# Have you heard of Fallon Taylor the barrel racer???



## lildonkey8 (Dec 12, 2010)

All i gotta say is that my friends name is _Fallon Taylor_!


----------



## Citrus (Feb 26, 2010)

interesting..... when my daughter was a baby, we had a sitter in Arizona named Fallon, but I don't remember her last name.....


----------



## Citrus (Feb 26, 2010)

lildonkey8 said:


> All i gotta say is that my friends name is _Fallon Taylor_!

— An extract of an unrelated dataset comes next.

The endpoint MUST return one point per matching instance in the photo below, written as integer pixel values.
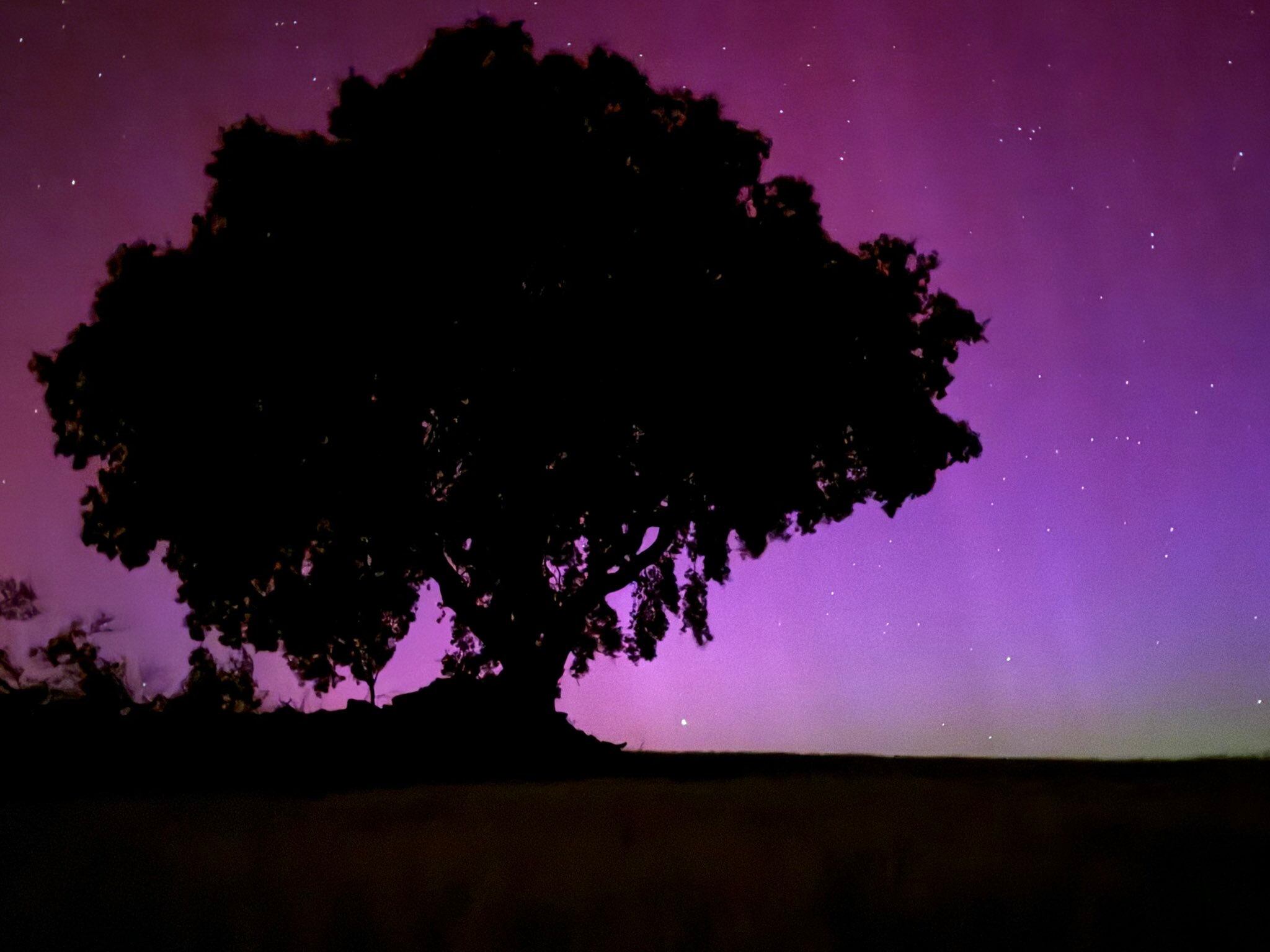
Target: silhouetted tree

So your friend is Fallon Taylor the barrel racer?


----------



## lildonkey8 (Dec 12, 2010)

Sadly nope. She's like; 7 yo?


----------



## HopalongCassidy (Dec 19, 2010)

Here's her website. (From some one, i heard to stay away from her horses.) I don't know why and i see why your daughter has taken to her. You don't hear much of her, I don't at least. Me i was inspired by Jackie Jo Perrin. And she hasn't barrel raced since a long time. There the website. May e-mail her and see if she'll give you or your daughter a few pointers. 

Dynasty Equine Online!

Here's some info on her:

At 15, Fallon Taylor is a top barrel racing pro

She's not 15 any more though.


----------



## Tennessee (Dec 7, 2008)

I've heard mixed reviews about her. I don't know how her lesson programs are, but I do know that they sell out some horses that are absolute nutjobs that they play off as "calm and easy for anyone to ride", and some of their horses you could trust a complete beginner on.


----------